Neste sábado (7/6), o ministro do Supremo Tribunal Federal (STF), Alexandre de Moraes, determinou que a Câmara dos Deputados fosse oficialmente informada para que a deputada federal licenciada Carla Zambelli (PL-SP) tenha seu mandato cancelado de forma imediata, após a finalização de todas as fases de seu julgamento na Primeira Turma da Corte. No mesmo documento, Moraes também estabeleceu a prisão definitiva de Zambelli.
A parlamentar foi condenada pelo STF a 10 anos de detenção e à perda de seu cargo por sua participação na invasão do sistema do Conselho Nacional de Justiça (CNJ). Além disso, Zambelli foi considerada inelegível por um período de oito anos. Na sexta-feira (6/6), os ministros da Primeira Turma rejeitaram, de maneira unânime, o apelo da deputada, tornando sua condenação irreversível.
O ofício assinado por Moraes foi direcionado ao presidente da Câmara, Hugo Motta (Republicanos-PB), e solicita que a Mesa Diretora da Casa declare a perda do mandato. Assim, com a decisão final, segundo a interpretação do ministro do STF, a perda de mandato não precisará ser votada pelo plenário, uma vez que faz parte da sentença.
O magistrado também ordenou que os documentos relacionados ao caso fossem enviados ao Ministério da Justiça e Segurança Pública, a fim de que os procedimentos para a extradição da deputada sejam iniciados. Zambelli deixou o Brasil após sua condenação e atualmente se encontra na Itália. Com a finalização do processo, ela é alvo de um mandado de prisão permanente e figura na lista vermelha de fugitivos da Interpol.
A deputada havia solicitado licença do seu mandato e não exerce suas funções desde quinta-feira (5/6). Conforme o registro publicado no “Diário Oficial da Câmara”, ela entrou em “licença médica” em 29 de maio por um período de sete dias, e a partir de 5/6, passou a ter licença por “interesse particular”.
Com isso, Zambelli soma 127 dias de afastamento, permitindo que o suplente Coronel Tadeu (PL-SP) assuma sua vaga. O regimento interno da Câmara estipula que um suplente só pode ocupar o lugar de um deputado em licença que exceda 120 dias.
A condenação de Zambelli, mantida por unanimidade pela Primeira Turma do STF, está relacionada à invasão dos sistemas do CNJ ocorrida em janeiro de 2023. De acordo com a denúncia da Procuradoria-Geral da República (PGR), Zambelli foi a mente por trás da ação, que resultou na emissão de um mandado de prisão falso contra o ministro Alexandre de Moraes.
A Polícia Federal informou que o ataque cibernético foi realizado pelo hacker Walter Delgatti Neto, que admitiu ter atuado sob orientação de Zambelli.
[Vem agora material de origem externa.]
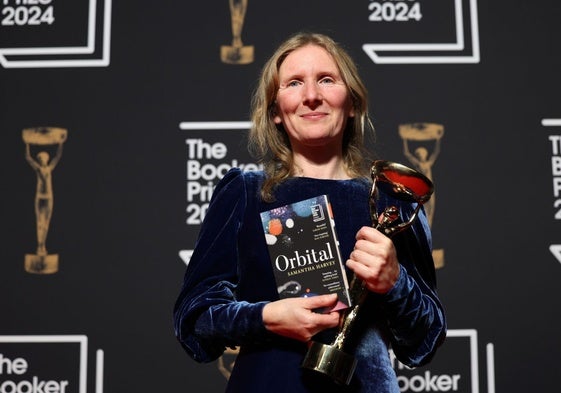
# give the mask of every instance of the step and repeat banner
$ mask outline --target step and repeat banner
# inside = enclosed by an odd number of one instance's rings
[[[557,392],[561,5],[0,1],[0,393],[221,392],[172,308],[261,66],[301,30],[353,56],[376,157],[418,168],[449,332],[402,392]]]

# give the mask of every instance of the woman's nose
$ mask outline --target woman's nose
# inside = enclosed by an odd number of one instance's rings
[[[304,101],[314,103],[321,101],[321,91],[317,83],[304,84]]]

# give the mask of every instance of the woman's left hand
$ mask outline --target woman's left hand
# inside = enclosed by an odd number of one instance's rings
[[[399,262],[393,242],[372,227],[362,227],[356,234],[353,252],[347,267],[364,281],[372,292],[385,294],[399,277]]]

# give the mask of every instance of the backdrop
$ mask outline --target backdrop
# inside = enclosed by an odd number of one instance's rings
[[[0,392],[221,392],[172,308],[212,189],[288,35],[348,49],[376,157],[416,166],[448,339],[404,392],[556,392],[558,1],[4,0]],[[421,152],[426,156],[422,156]]]

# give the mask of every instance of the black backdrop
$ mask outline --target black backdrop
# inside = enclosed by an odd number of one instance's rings
[[[171,323],[198,231],[192,214],[206,202],[187,190],[216,182],[189,178],[188,168],[251,165],[240,122],[258,72],[303,29],[330,34],[356,60],[377,156],[411,165],[399,126],[444,129],[432,228],[445,255],[438,280],[451,337],[426,370],[396,365],[403,390],[558,390],[558,2],[249,1],[241,35],[254,47],[249,64],[220,59],[232,45],[225,0],[33,3],[0,4],[0,391],[26,391],[34,376],[67,381],[67,392],[222,391],[218,364],[188,358]],[[92,5],[92,45],[75,53],[87,46]],[[453,44],[458,6],[463,48],[384,52],[378,62],[363,49]],[[39,25],[32,7],[47,12]],[[369,20],[378,7],[383,20]],[[393,11],[414,7],[420,13],[396,21]],[[37,247],[37,180],[22,130],[36,127],[68,131],[52,171],[52,274],[24,269]],[[191,154],[194,140],[227,155]],[[427,375],[444,379],[437,386]]]

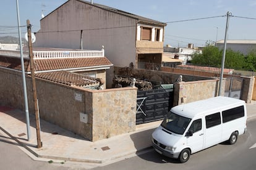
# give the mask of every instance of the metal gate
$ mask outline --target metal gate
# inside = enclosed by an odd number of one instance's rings
[[[243,81],[241,77],[226,78],[224,96],[240,99]]]
[[[173,88],[138,91],[136,124],[163,119],[173,105]]]

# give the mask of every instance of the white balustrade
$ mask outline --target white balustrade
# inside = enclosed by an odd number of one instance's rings
[[[35,59],[83,58],[104,57],[104,49],[101,51],[33,51]]]
[[[18,51],[0,50],[0,54],[20,57]],[[24,57],[28,57],[28,52],[23,51]],[[67,59],[105,57],[104,46],[101,51],[33,51],[34,59]]]

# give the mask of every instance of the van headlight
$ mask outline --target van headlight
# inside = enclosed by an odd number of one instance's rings
[[[166,150],[169,150],[169,151],[171,151],[171,152],[174,152],[175,151],[175,150],[176,149],[176,147],[165,147],[165,149]]]

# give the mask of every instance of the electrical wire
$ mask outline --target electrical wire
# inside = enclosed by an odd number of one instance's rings
[[[164,36],[173,36],[173,37],[176,37],[176,38],[184,38],[184,39],[192,39],[192,40],[196,40],[196,41],[206,41],[206,39],[195,39],[195,38],[186,38],[186,37],[183,37],[183,36],[175,36],[175,35],[169,35],[169,34],[165,34]]]
[[[226,15],[220,15],[220,16],[215,16],[215,17],[204,17],[204,18],[194,18],[194,19],[189,19],[189,20],[177,20],[177,21],[173,21],[173,22],[166,22],[166,23],[176,23],[176,22],[188,22],[188,21],[194,21],[194,20],[205,20],[205,19],[210,19],[210,18],[218,18],[218,17],[224,17]]]
[[[244,19],[256,20],[255,18],[250,18],[250,17],[239,17],[239,16],[234,16],[234,15],[233,15],[232,17],[236,17],[236,18],[244,18]]]
[[[40,31],[38,33],[61,33],[61,32],[74,32],[83,31],[92,31],[92,30],[108,30],[108,29],[116,29],[122,28],[131,28],[136,27],[135,25],[124,26],[115,26],[115,27],[107,27],[107,28],[91,28],[91,29],[83,29],[83,30],[62,30],[62,31]]]

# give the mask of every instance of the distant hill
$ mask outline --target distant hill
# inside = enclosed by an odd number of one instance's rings
[[[22,38],[22,44],[26,43],[25,38]],[[0,36],[0,43],[2,44],[19,44],[19,39],[18,37],[6,36]]]

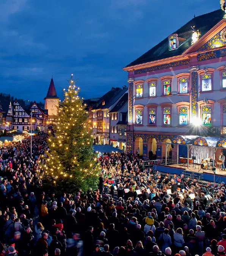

Ele revelou ter recebido um texto escrito pela deputada para ser inserido no sistema, além de pagamentos que totalizaram pelo menos R$ 13,5 mil. A PF enfatizou que o hacker utilizou credenciais falsas para acessar os dados do Judiciário Federal.
Em março, o ex-presidente Jair Bolsonaro (PL) culpou Zambelli por sua derrota nas eleições de 2022, citando o incidente em que ela perseguiu um homem armada na véspera do segundo turno. “Aquela imagem, da forma que foi usada, da Carla Zambelli perseguindo o cara… Teve gente que [falou]: ‘O Bolsonaro defende o armamento’. Mesmo quem não votou no Lula [por causa de Zambelli], anulou o voto. A gente perdeu… A gente perdeu. Em São Paulo a gente estava bem [eleitoralmente]. A Carla Zambelli tirou o mandato da gente”, opinou Bolsonaro em entrevista ao podcast Inteligência Ltda.
A deputada respondeu: “Mais fácil botar a culpa em outra pessoa, quando você sai perdedor de alguma coisa”.
No dia 15 de maio, Zambelli revelou que não acreditava que conseguiria suportar a pena imposta pelo STF, mencionando diversos problemas de saúde, incluindo uma rara síndrome chamada Ehlers Danlos, que causa deslocamento fácil das partes do corpo, além de questões cardíacas e depressão. “Esse problema de saúde meu também tem sido prejudicado por conta de todo esse estresse”, afirmou a deputada, acrescentando que seus médicos afirmaram que ela não sobreviveria à prisão.
No dia 19 de maio, Carla Zambelli compartilhou um vídeo em suas redes sociais pedindo contribuições via Pix para ajudar a arcar com as multas judiciais resultantes de suas condenações. “Essa é uma batalha por todos nós”, escreveu Zambelli, ressaltando que o pedido foi feito com “coração apertado” e “coragem para enfrentar tudo de cabeça erguida”, já que não tinha condições financeiras de arcar sozinha com as penalidades.